The project combines:

  • Geostatistical interpolation
  • Spatial point process analysis
  • Spatial autocorrelation modelling
  • Spatial epidemiology
  • Predictive spatial inference

Project Overview

The repository is organised into three complementary spatial modelling frameworks:

  1. Geostatistical modelling and universal kriging: Modeling elevation with non-stationary trends.
  2. Spatial point pattern analysis: Testing CSR and interaction scales in biological and social patterns.
  3. Spatial epidemiological modelling: Analyzing lead prevalence using spatial regression and neighbor structures.

Repository Structure

spatial-statistics-modelling/
│
├── data/
│   ├── elevation_spatial_data.csv
│   │
│   └── point_patterns/
│       ├── nests.csv
│       ├── trees.csv
│       ├── robberies.csv
│       └── truffles.csv
│
├── outputs/
│   ├── figures/
│   │   ├── spatial_locations.png
│   │   ├── trend_surfaces.png
│   │   ├── raw_variograms.png
│   │   ├── residual_variogram.png
│   │   ├── variogram_model_comparison.png
│   │   ├── universal_kriging_maps.png
│   │   │
│   │   ├── point_patterns_overview.png
│   │   ├── quadrat_analysis.png
│   │   ├── h_function_analysis.png
│   │   ├── g_function_analysis.png
│   │   ├── f_function_analysis.png
│   │   └── kernel_intensity_maps.png
│   │
│   │   ├── lead_prevalence_map.jpg
│   │   ├── neighbour_structure.png
│   │   ├── residual_distribution.png
│   │   └── spatial_residuals_map.jpg
│   │
│   └── tables/
│       ├── summary_statistics.csv
│       ├── variogram_model_parameters.csv
│       ├── point_prediction.csv
│       │
│       ├── point_pattern_summary.csv
│       ├── csr_quadrat_tests.csv
│       ├── clustering_indices.csv
│       │
│       ├── epidemiology_summary.csv
│       ├── logistic_model_results.csv
│       ├── moran_statistics.csv
│       └── model_comparison.csv
│
├── scripts/
│   ├── geostatistics_kriging.R
│   ├── point_pattern_analysis.R
│   └── spatial_epidemiology.R
│
├── README.md
└── LICENSE


Phase 1 — Geostatistical Modelling and Universal Kriging

The first stage focuses on spatial interpolation under non-stationary conditions using geostatistical methodologies.

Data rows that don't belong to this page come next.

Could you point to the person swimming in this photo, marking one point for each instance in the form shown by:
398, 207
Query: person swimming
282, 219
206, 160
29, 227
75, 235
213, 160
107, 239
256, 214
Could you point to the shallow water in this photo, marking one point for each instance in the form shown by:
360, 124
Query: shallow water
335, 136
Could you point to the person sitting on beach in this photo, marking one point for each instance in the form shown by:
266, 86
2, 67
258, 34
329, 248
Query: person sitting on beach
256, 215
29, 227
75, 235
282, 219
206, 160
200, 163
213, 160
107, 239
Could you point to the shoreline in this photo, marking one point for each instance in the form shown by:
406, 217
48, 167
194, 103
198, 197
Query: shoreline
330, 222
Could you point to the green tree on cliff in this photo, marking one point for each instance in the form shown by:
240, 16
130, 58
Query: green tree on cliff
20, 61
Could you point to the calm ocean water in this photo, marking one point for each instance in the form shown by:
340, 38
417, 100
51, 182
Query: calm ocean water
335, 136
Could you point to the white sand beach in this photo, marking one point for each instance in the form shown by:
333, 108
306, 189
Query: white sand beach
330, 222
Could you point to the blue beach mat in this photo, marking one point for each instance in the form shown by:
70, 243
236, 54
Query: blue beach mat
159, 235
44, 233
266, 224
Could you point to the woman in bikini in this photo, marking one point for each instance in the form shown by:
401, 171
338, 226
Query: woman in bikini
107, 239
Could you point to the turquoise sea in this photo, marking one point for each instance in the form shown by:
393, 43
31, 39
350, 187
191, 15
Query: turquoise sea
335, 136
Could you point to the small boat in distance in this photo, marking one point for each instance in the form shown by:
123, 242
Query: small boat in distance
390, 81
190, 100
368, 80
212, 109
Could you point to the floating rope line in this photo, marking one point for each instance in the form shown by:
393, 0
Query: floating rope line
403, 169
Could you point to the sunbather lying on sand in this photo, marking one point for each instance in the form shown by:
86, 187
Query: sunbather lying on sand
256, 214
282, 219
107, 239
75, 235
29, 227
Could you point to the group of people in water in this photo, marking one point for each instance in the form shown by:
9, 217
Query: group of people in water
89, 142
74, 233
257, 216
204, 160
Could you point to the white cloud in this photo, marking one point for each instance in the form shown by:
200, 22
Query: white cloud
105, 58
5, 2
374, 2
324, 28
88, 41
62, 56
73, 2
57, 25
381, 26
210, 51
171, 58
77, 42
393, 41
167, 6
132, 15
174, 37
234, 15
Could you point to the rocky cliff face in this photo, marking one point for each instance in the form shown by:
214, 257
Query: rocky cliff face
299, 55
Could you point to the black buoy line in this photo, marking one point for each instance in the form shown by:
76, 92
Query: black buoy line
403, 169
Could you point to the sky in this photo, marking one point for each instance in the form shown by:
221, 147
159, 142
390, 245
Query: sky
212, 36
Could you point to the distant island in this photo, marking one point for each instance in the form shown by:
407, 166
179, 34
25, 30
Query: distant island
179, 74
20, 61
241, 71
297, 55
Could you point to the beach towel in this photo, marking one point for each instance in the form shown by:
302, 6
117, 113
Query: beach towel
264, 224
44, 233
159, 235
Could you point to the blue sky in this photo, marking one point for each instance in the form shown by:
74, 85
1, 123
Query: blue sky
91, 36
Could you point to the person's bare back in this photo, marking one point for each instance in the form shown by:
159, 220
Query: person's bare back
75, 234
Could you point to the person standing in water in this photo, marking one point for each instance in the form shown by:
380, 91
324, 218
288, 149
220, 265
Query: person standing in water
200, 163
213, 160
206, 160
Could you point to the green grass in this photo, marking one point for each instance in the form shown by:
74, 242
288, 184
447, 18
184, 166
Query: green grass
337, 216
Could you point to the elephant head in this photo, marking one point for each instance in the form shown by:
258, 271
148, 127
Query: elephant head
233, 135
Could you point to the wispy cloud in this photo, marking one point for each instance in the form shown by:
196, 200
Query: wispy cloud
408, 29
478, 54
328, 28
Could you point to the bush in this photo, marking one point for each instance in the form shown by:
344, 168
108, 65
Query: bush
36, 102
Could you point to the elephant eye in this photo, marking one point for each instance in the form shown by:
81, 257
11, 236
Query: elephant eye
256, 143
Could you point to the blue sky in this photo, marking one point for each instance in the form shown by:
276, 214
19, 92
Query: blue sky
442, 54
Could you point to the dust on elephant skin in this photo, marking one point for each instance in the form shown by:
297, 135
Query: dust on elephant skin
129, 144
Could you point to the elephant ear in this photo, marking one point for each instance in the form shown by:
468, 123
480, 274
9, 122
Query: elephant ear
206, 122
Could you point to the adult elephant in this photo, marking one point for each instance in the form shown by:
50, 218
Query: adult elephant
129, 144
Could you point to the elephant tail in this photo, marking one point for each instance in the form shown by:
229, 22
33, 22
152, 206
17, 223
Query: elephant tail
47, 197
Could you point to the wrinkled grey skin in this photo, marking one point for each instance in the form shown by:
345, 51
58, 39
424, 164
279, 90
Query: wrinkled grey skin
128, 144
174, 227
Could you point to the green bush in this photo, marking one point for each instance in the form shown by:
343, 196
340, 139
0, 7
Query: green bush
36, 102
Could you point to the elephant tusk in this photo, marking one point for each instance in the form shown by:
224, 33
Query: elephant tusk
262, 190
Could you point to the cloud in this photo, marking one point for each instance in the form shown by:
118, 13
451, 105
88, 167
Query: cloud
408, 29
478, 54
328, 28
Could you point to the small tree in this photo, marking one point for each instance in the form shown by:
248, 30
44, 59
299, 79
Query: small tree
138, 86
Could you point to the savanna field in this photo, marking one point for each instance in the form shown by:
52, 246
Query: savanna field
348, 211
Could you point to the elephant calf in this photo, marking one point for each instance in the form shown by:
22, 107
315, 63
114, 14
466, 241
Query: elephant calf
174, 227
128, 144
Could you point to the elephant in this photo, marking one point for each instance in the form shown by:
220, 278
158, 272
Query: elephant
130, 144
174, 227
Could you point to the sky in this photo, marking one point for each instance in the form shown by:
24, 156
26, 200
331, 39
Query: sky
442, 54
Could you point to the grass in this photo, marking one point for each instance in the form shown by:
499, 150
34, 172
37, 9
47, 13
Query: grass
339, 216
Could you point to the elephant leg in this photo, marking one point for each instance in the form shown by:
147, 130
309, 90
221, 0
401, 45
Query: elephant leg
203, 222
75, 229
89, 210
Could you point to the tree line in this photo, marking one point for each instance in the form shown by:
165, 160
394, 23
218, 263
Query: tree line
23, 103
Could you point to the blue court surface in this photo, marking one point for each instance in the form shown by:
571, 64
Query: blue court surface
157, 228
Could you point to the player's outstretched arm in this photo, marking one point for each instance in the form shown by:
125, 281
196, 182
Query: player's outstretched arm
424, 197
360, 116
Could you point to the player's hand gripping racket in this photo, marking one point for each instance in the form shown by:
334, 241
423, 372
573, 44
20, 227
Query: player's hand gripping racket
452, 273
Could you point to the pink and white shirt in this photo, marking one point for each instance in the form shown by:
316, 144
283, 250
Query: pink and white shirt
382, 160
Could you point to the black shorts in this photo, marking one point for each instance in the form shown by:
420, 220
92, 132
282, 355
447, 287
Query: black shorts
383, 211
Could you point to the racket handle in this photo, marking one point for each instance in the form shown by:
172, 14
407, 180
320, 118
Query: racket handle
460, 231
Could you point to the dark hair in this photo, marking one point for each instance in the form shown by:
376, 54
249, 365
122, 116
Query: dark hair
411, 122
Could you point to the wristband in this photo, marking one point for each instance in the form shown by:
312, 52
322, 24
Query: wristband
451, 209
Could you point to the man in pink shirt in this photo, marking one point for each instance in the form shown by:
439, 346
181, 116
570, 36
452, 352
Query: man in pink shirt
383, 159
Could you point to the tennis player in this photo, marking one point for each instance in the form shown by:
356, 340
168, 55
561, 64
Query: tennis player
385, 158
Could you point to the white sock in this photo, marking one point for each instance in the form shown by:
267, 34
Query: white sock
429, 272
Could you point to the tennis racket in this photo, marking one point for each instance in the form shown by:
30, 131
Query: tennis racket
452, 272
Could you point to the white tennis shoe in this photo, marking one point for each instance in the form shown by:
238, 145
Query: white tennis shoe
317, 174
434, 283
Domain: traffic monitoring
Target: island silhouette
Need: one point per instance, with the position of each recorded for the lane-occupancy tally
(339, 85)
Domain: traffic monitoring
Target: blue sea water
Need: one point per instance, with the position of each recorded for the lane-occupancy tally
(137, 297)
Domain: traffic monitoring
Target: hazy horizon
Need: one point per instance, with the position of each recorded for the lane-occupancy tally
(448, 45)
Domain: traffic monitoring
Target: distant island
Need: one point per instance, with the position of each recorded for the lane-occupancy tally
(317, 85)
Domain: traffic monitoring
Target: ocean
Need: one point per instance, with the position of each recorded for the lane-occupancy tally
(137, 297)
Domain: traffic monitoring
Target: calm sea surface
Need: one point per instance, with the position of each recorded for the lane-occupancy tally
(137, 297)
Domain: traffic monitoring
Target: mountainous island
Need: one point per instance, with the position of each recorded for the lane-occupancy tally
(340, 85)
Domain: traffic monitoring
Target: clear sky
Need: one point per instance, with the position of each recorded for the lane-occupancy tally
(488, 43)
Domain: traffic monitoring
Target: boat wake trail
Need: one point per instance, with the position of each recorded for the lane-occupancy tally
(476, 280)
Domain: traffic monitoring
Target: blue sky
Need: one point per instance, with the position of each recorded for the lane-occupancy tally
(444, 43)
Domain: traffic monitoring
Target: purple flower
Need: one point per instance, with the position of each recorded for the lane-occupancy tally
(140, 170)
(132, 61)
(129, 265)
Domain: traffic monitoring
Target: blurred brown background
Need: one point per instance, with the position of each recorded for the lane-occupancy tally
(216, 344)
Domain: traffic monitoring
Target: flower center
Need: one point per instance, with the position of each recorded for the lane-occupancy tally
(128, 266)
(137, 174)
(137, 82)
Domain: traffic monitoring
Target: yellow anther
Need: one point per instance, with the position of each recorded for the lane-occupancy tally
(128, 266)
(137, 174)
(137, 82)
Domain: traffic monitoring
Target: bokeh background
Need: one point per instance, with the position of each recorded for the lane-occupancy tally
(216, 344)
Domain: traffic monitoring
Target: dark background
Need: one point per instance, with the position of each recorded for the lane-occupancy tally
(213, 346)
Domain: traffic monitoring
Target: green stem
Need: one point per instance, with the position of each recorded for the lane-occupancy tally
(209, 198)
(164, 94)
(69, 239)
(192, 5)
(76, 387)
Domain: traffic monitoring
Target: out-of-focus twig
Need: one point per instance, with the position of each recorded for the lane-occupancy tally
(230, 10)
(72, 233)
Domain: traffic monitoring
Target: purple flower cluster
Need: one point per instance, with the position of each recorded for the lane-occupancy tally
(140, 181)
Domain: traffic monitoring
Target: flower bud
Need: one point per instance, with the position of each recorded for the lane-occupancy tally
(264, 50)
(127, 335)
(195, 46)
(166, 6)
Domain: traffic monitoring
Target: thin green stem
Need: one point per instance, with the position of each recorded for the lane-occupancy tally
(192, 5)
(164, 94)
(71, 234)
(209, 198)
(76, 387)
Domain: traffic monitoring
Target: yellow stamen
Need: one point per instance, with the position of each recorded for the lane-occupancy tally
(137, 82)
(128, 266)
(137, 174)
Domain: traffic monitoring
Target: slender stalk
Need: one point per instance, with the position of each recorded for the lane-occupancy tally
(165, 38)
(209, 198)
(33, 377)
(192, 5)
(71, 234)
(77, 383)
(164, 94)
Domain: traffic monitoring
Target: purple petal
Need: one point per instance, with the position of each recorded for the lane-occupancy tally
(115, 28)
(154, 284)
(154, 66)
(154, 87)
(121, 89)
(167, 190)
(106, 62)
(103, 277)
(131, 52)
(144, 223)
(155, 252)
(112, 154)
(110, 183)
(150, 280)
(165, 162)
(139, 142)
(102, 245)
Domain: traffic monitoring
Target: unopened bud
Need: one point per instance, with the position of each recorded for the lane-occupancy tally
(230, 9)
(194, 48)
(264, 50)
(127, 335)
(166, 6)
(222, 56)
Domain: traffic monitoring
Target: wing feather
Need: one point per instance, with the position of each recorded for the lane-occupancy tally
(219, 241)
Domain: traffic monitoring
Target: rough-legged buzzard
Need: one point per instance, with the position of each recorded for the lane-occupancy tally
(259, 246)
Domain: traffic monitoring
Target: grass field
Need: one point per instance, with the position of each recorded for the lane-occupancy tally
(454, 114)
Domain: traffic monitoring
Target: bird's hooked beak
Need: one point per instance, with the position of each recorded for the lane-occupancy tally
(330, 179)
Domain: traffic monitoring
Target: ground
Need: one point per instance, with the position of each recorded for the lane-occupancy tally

The objective is to model terrain elevation while accounting for large-scale spatial trends and residual spatial dependence.


Dataset

  • Observations: 100 spatial locations
  • Variables: spatial coordinates (x, y) and elevation (alt)
  • Response variable: terrain elevation (meters)

Summary Statistics

Metric Value
Mean elevation 1143.79 m
Minimum elevation 885.11 m
Maximum elevation 1462.68 m
Standard deviation 142.55 m

The spatial sampling design provides homogeneous spatial coverage without major unsampled gaps.


Geostatistical Workflow

The analysis follows a classical geostatistical modelling pipeline:

  1. Exploratory spatial analysis
  2. Spatial trend surface modelling
  3. Empirical variogram estimation
  4. Covariance model fitting
  5. Universal kriging interpolation
  6. Spatial uncertainty quantification

Spatial Trend Modelling

Polynomial trend surfaces of degree 1 and degree 2 were evaluated to assess deterministic spatial variation.

A strong spatial trend in elevation was detected, violating the constant mean assumption required for ordinary kriging. While a degree 2 surface was utilized, care must be taken as higher-degree polynomials can artificially force curvature and over-extrapolate near the study area boundaries.

This justified the use of:

  • Universal kriging
  • Residual covariance modelling after detrending

Variogram Analysis

Raw Variograms

Empirical variograms computed on the original elevation values displayed continuously increasing semivariance without stabilisation.

This behaviour confirmed:

  • Non-stationarity in the mean
  • Strong deterministic spatial trend

Residual Variogram

After removing the polynomial trend surface, the residual variogram exhibited stationary behaviour:

  • Nugget effect near the origin
  • Increasing semivariance with distance
  • Stabilisation around the sill

This confirmed the existence of structured residual spatial dependence suitable for covariance modelling.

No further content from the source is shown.